According to History, during the Mahabharatha war, the Pandavas killed their relatives; to absolve themselves of this sin, the Pandavas undertook a pilgrimage. But Lord Vishweshwara was away in Kailasa in the Himalayas. On learning this, the Pandavas left Kashi. They reached the Himalayas via Haridwar. They saw Lord Shankara from a distance. But Lord Shankara hid from them. Then Dharmaraj said: “Oh, Lord, You have hidden yourself from our sight because we have sinned. But, we will seek You out somehow. Only after we take your Darshan would our sins be washed away. This place, where You have hidden Yourself will be known as Guptakashi and become a famous shrine.”

From Guptakashi (Rudraprayag), the Pandavas went ahead till they reached Gaurikund in the Himalayas valleys. They wandered there in search of Lord Shankara. While doing so Nakul and Sahadev found a buffalo which was unique to look at.

Then Bheema went after the buffalo with his mace. The buffalo was clever and Bheema could not catch him. But Bheema managed to hit the buffalo with his mace. The buffalo had its face hidden in a crevice-in the earth. Bheema started to pull it by its tail. In this tug-of war, the face of the buffalo went straight to Nepal, leaving its hind part in Kedar. The face is Doleshwar Mahadev in Sipadol, Bhaktapur, Nepal.
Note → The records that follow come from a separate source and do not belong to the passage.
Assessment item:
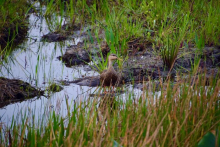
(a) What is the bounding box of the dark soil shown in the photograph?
[41,24,81,42]
[0,77,44,108]
[60,33,220,90]
[0,20,28,50]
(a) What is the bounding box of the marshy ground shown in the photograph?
[0,0,220,146]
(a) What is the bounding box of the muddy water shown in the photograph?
[0,6,141,124]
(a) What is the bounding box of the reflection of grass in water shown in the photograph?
[0,76,220,146]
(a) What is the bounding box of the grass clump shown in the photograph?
[0,0,29,50]
[0,76,220,146]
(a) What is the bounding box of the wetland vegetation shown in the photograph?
[0,0,220,147]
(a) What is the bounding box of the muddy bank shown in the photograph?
[60,36,220,89]
[0,0,30,50]
[41,24,81,42]
[0,77,44,108]
[41,22,220,89]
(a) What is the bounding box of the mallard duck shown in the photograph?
[100,54,122,87]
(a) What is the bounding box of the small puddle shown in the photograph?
[0,4,141,124]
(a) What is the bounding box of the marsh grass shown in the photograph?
[0,73,220,146]
[0,0,220,146]
[0,0,30,50]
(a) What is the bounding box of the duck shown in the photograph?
[100,54,122,87]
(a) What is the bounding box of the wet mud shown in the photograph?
[0,77,44,108]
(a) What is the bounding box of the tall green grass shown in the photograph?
[0,75,220,146]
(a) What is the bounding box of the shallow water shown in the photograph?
[0,4,141,124]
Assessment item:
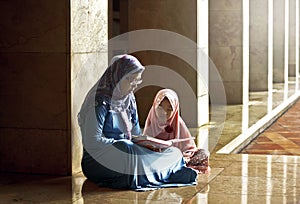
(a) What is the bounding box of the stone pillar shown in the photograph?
[126,0,202,127]
[209,0,243,104]
[0,0,71,175]
[273,0,285,83]
[71,0,108,173]
[249,0,268,91]
[289,0,296,77]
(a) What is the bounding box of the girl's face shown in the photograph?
[119,73,142,95]
[159,97,174,120]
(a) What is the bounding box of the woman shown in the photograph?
[143,89,210,173]
[78,55,197,190]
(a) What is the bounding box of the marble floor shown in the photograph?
[0,154,300,204]
[0,82,300,204]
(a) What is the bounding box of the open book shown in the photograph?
[132,135,195,150]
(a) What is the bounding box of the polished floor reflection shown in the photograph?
[241,100,300,155]
[0,154,300,204]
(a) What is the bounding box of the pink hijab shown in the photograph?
[143,89,197,157]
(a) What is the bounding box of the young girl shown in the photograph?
[143,89,210,173]
[78,55,198,191]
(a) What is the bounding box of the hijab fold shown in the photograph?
[78,54,145,137]
[143,89,197,156]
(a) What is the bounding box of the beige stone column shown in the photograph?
[71,0,108,173]
[273,0,285,83]
[209,0,243,104]
[126,0,202,127]
[0,0,71,175]
[249,0,268,91]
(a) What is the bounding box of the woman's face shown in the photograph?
[159,97,174,120]
[120,73,142,95]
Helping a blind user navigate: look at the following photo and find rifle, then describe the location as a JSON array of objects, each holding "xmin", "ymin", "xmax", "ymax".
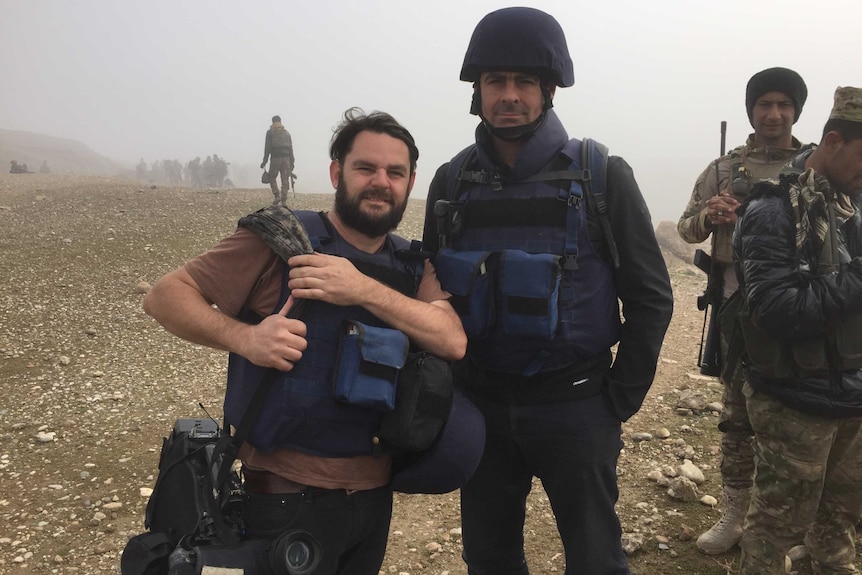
[
  {"xmin": 694, "ymin": 120, "xmax": 727, "ymax": 376},
  {"xmin": 290, "ymin": 171, "xmax": 296, "ymax": 198}
]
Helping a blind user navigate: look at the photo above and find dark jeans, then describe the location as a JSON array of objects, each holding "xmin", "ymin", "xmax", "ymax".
[
  {"xmin": 461, "ymin": 396, "xmax": 629, "ymax": 575},
  {"xmin": 243, "ymin": 487, "xmax": 392, "ymax": 575}
]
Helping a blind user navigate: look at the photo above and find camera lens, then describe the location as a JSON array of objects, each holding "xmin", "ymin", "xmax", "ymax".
[
  {"xmin": 284, "ymin": 541, "xmax": 312, "ymax": 570},
  {"xmin": 270, "ymin": 530, "xmax": 322, "ymax": 575}
]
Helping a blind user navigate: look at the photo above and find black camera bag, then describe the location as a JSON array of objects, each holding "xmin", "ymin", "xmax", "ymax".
[
  {"xmin": 376, "ymin": 351, "xmax": 454, "ymax": 454},
  {"xmin": 120, "ymin": 370, "xmax": 276, "ymax": 575},
  {"xmin": 120, "ymin": 419, "xmax": 239, "ymax": 575}
]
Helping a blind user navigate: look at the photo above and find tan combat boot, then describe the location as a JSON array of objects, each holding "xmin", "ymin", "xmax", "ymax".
[{"xmin": 697, "ymin": 487, "xmax": 751, "ymax": 555}]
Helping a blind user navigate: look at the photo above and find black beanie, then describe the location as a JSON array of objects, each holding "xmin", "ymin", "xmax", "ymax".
[{"xmin": 745, "ymin": 68, "xmax": 808, "ymax": 126}]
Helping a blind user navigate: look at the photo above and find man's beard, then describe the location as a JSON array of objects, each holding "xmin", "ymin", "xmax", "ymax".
[{"xmin": 335, "ymin": 174, "xmax": 407, "ymax": 238}]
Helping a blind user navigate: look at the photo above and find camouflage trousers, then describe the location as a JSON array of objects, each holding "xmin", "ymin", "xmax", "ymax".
[
  {"xmin": 739, "ymin": 384, "xmax": 862, "ymax": 575},
  {"xmin": 269, "ymin": 156, "xmax": 293, "ymax": 205},
  {"xmin": 718, "ymin": 320, "xmax": 754, "ymax": 491}
]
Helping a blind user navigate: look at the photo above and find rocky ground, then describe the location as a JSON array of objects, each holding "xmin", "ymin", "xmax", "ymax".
[{"xmin": 0, "ymin": 174, "xmax": 852, "ymax": 575}]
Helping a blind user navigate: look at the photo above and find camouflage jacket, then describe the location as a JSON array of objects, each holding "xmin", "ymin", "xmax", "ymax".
[{"xmin": 676, "ymin": 134, "xmax": 802, "ymax": 270}]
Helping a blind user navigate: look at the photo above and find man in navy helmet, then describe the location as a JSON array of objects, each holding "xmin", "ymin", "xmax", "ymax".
[{"xmin": 423, "ymin": 8, "xmax": 673, "ymax": 575}]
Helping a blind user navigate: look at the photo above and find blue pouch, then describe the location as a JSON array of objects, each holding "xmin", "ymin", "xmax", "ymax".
[
  {"xmin": 333, "ymin": 321, "xmax": 410, "ymax": 412},
  {"xmin": 434, "ymin": 248, "xmax": 494, "ymax": 337},
  {"xmin": 499, "ymin": 250, "xmax": 561, "ymax": 339}
]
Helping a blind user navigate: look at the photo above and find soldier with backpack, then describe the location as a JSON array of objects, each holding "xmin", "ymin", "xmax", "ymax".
[
  {"xmin": 736, "ymin": 86, "xmax": 862, "ymax": 575},
  {"xmin": 260, "ymin": 116, "xmax": 294, "ymax": 205},
  {"xmin": 677, "ymin": 68, "xmax": 808, "ymax": 555},
  {"xmin": 423, "ymin": 8, "xmax": 673, "ymax": 575}
]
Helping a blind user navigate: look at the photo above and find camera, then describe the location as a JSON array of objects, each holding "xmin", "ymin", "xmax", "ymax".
[{"xmin": 168, "ymin": 529, "xmax": 323, "ymax": 575}]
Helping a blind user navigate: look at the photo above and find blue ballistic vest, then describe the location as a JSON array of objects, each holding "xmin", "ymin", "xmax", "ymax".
[
  {"xmin": 224, "ymin": 211, "xmax": 422, "ymax": 457},
  {"xmin": 435, "ymin": 139, "xmax": 620, "ymax": 376}
]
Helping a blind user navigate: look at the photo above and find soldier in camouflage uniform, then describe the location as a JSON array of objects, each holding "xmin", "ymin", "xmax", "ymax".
[
  {"xmin": 722, "ymin": 88, "xmax": 862, "ymax": 575},
  {"xmin": 677, "ymin": 68, "xmax": 808, "ymax": 555},
  {"xmin": 260, "ymin": 116, "xmax": 293, "ymax": 205}
]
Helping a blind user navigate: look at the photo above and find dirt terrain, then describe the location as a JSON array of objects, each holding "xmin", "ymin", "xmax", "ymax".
[{"xmin": 0, "ymin": 174, "xmax": 852, "ymax": 575}]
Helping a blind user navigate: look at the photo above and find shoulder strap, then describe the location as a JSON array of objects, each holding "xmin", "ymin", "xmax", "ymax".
[
  {"xmin": 581, "ymin": 138, "xmax": 620, "ymax": 269},
  {"xmin": 295, "ymin": 210, "xmax": 332, "ymax": 250},
  {"xmin": 445, "ymin": 144, "xmax": 482, "ymax": 201}
]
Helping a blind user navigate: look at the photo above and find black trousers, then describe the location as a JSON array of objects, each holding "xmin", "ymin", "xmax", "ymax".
[{"xmin": 461, "ymin": 395, "xmax": 629, "ymax": 575}]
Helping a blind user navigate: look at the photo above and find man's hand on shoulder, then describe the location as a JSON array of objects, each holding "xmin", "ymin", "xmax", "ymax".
[{"xmin": 287, "ymin": 253, "xmax": 377, "ymax": 306}]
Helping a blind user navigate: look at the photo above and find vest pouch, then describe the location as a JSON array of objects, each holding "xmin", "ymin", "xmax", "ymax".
[
  {"xmin": 835, "ymin": 313, "xmax": 862, "ymax": 371},
  {"xmin": 333, "ymin": 321, "xmax": 409, "ymax": 412},
  {"xmin": 738, "ymin": 306, "xmax": 794, "ymax": 379},
  {"xmin": 499, "ymin": 250, "xmax": 561, "ymax": 340},
  {"xmin": 434, "ymin": 248, "xmax": 495, "ymax": 337}
]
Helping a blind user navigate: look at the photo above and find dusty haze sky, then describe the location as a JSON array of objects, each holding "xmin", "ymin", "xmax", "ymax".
[{"xmin": 0, "ymin": 0, "xmax": 862, "ymax": 223}]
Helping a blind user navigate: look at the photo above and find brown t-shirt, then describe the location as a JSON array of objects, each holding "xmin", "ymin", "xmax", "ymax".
[{"xmin": 185, "ymin": 228, "xmax": 449, "ymax": 490}]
On this hind part of Mahesha, a Jyotirlinga appeared and Lord Shankara appeared from this light. By getting a Darshan of Lord Shankar, the pandavas were absolved of their sins. The Lord told the Pandavas, “From now on, I will remain here as a triangular shaped Jyotirlinga. By taking a Darshan of Kedarnath, devotees would attain piety”. A triangular shaped rock is worshiped in Garbhagriha of the temple. Surrounding Kedarnath, there are many symbols of the Pandavas. Raja Pandu died at Pandukeshwar. The tribals here perform a dance called “Pandav Nritya”. The mountain top where the Pandavas went to Swarga, is known as “Swargarohini”, which is located off Badrinath. When Darmaraja was leaving for Swarga, one of his fingers fell on the earth. At that place, Dharmaraj installed a Shivalinga, which is the size of the thumb. To gain Mashisharupa, Shankara and Bheema fought with maces. Bheema was struck with remorse. He started to massage Lord Shankara’s body with ghee. In memory of this event, even today, this triangular Shiva Jyotirlinga is massaged with ghee. Water and Bel leaves are used for worship.
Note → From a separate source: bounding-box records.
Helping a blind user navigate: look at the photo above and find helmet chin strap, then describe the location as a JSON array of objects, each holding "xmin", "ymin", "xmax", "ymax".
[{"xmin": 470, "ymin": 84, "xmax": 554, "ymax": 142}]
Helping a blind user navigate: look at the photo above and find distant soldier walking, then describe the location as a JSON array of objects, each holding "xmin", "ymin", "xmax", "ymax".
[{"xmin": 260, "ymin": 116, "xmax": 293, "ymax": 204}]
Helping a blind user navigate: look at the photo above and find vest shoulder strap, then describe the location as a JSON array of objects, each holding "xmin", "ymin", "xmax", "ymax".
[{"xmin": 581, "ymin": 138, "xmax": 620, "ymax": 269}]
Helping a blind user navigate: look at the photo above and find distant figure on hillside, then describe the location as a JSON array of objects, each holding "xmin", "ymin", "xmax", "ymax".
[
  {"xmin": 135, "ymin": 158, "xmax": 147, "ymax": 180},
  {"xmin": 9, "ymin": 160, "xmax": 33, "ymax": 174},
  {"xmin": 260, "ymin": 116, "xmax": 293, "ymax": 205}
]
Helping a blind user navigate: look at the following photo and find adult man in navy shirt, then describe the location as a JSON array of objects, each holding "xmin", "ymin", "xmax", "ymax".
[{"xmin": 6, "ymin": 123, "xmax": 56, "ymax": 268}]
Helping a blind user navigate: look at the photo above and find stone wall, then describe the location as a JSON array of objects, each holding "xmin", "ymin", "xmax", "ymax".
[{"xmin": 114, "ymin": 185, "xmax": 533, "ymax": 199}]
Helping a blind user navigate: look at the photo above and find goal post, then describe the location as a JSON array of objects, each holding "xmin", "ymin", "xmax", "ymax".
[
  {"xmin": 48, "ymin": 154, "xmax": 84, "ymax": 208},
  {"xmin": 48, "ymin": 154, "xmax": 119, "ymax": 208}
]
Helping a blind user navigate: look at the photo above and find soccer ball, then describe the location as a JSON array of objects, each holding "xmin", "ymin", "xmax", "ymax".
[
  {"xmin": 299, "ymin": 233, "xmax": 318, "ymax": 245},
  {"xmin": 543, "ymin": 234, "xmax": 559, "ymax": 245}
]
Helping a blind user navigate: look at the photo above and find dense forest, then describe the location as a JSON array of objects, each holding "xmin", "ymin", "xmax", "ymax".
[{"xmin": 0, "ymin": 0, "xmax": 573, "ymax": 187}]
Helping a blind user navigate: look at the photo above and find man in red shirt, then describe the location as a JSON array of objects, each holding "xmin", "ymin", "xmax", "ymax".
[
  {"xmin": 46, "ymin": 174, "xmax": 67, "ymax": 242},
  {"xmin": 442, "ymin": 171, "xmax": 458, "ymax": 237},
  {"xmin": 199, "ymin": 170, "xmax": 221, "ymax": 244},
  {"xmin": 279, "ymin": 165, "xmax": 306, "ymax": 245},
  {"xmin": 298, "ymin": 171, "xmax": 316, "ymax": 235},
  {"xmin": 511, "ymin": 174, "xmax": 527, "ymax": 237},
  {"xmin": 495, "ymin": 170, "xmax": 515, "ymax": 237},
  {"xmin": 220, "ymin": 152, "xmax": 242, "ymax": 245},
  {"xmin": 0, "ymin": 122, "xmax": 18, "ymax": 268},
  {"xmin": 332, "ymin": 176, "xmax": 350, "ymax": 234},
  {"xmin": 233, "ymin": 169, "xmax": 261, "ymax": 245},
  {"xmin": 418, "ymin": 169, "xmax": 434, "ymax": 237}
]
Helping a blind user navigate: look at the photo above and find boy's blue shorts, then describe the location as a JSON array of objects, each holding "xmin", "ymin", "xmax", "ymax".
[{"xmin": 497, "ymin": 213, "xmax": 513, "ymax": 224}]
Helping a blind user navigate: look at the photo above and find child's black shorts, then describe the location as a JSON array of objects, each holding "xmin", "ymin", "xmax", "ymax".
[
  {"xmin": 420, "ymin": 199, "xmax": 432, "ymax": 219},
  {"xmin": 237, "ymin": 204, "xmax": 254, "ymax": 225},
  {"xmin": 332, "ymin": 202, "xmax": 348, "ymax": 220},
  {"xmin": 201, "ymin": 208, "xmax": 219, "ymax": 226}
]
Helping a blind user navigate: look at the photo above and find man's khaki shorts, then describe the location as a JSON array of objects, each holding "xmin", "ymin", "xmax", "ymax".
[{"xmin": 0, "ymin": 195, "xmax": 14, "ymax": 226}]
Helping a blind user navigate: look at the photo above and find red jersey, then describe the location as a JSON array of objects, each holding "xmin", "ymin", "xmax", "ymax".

When Nara-Narayan went to Badrika village and started the worship of Parthiva, Shiva appeared before them. Nara-Narayan wished that, for the welfare of the humanity, Shiva should remain there in his original form. Granting their wish, in the snow-clad Himalayas, in a place called Kedar, Mahesha himself stayed there as a Jyoti. Here, He is known as Kedareshwara.

The Mythological Past
The Pandavas after having won over the Kauravas in the Kurukshetra war, felt guilty of having killed their own Kith and Kin and sought the blessings of Lord Shiva for redemption. He eluded them repeatedly and while fleeing took refuge at Kedarnath in the form of a bull.

On being followed he dived into the ground, leaving his hump on the surface. The remaining portions of Lord Shiva appeared at four other places and are worshipped there as his manifestations.

The arms appeared at Tungnath, the face at Rudranath, the belly at Madmaheshwar and his locks (hair) with head at Kalpeshwar. Kedarnath and the four above mentioned shrines are treated as Panch Kedar.

An imposing sight, standing in the middle of a wide plateau surrounded by lofty snow covered peaks. The present temple, built in 8th century A.D. by Adi Shankaracharya, stands adjacent to the site of an earlier temple built by the Pandavas. The inner walls of the assembly hall are decorated with figures of various deities and scenes from mythology. Outside the temple door a large statue of the Nandi Bull stands as guard.